Photo Information

Col. Michael E. Cordero, comptroller for Regional Command Southwest, speaks with Brig. Gen. Ghulam Farouq Parwani, deputy commander of the Afghan National Army’s 215th Corps, during a meeting at the Afghans’ headquarters at Camp Shorabak, Helmand province, Sept. 17. The purpose of the meeting was to discuss how to fix pay problems existing within the 215th Corps.

Photo by Cpl. Bryan Nygaard

Marines help Afghan soldiers fix pay problems

24 Sep 2011 | Cpl. Bryan Nygaard

Marines with the Comptroller’s Office for Regional Command Southwest met with financial representatives from the Afghan National Army’s 3rd Brigade, 215th Corps to discuss pay problems at the Afghans’ headquarters at Camp Shorabak, Helmand province, Sept. 17. Brig. Gen. Ghulam Farouq Parwani, deputy commander of the 215th Corps, and Col. Washamee Sayeed Zamaadin, the financial manager of the 215th Corps led the meeting.

Each of the financial representatives from the different battalions within the 215th Corps, which consists of roughly 15,000 Afghan soldiers, was unanimous in reporting that their soldiers sometimes go months at a time without receiving a paycheck.

The Comptroller Marines serve a unique role in the counterinsurgency fight. One of their more important tasks is allocating money from RC(SW)’s billion dollar budget for different mission requirements throughout the command. Given their skill set in financial management, the Marines were present at the meeting to advise the financial managers within the 215th Corps.

“What we were doing today was addressing how do the finance people communicate and work with the administrative personnel to make sure everyone gets paid properly,” said Lt. Col. Gary Rotsch, the deputy comptroller for RC(SW) and native of Alton, Ill.

It was discovered that one of the main causes of soldiers not getting paid is the process which the 215th Corps administrative personnel use to collect their information.

“Everything is hand-written,” said Rotsch. “It’s an administrative process where the individual goes in, sits down, fills out those specific entries and somebody is writing it on a piece of paper. There are multiple flaws in that type of system that things can break down along the way, resulting in an individual not getting paid. There are so many chances for somebody transposing a number, somebody not getting a name right…there’s a lot of things that could happen.”

Many of the Marines in the Comptroller’s office have been in the Marine Corps more than 20 years and can remember the days of similar problems in the U.S. military.

“We got our first computer at the battalion level in ’86,” said Rotsch. “They’re not even there yet. They don’t even have computers at the battalion level. There’s no difference between what we were doing 40 years ago and what they’re doing now. The only thing we did is we’ve replaced technology.

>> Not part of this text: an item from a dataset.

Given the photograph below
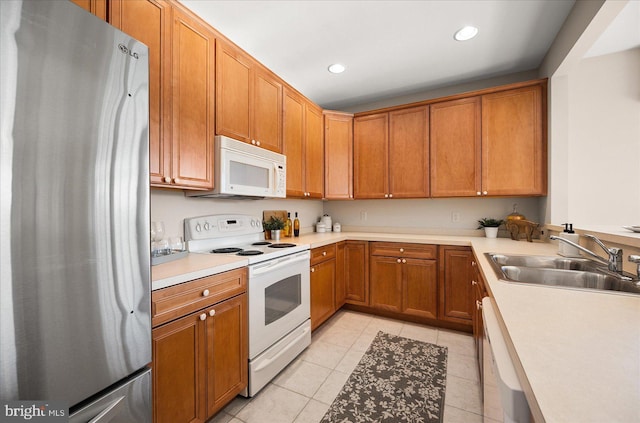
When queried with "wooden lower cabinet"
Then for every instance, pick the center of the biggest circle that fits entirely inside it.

“Most of our Marines[today] only know computers. We don’t do anything without a calculator, we don’t do anything without excel or a database. Very limited moving parts – it’s all done electronically.”

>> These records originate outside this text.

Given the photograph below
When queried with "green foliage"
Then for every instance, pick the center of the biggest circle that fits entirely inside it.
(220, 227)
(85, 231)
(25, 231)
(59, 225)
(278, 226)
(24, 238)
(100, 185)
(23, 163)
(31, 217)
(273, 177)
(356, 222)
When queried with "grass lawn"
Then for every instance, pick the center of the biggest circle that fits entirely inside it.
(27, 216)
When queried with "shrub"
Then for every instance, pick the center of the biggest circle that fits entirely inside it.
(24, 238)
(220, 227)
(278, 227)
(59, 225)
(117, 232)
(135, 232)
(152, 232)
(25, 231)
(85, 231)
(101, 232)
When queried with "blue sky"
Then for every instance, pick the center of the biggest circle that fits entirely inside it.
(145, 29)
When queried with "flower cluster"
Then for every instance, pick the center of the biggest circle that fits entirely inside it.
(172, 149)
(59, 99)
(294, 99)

The Marines are currently developing a partnering program with the financial managers and administrative personnel within the 215th Corps to help them standardize their operating process across the various commands to make them similar.

“There’s a lot of issues that we’re trying to get with them on,” said Rotsch. “We want to get down to the basics with them, to standardize it, to do things repetitively, over and over again to where it’s ingrained in them.”

Ultimately, the Marines are working to ensure that Afghan soldiers are operationally effective.

“When you’re working with somebody on finances the first thing I always want to convey to people is, if you’re getting paid, then you can think about other things,” said Rotsch. “If you’re worried about your pay, you’re not going to be able to worry about your job. But if you’re getting paid properly, you’re getting fed, you know that your family is being taken care of, then you can focus on the mission at hand.”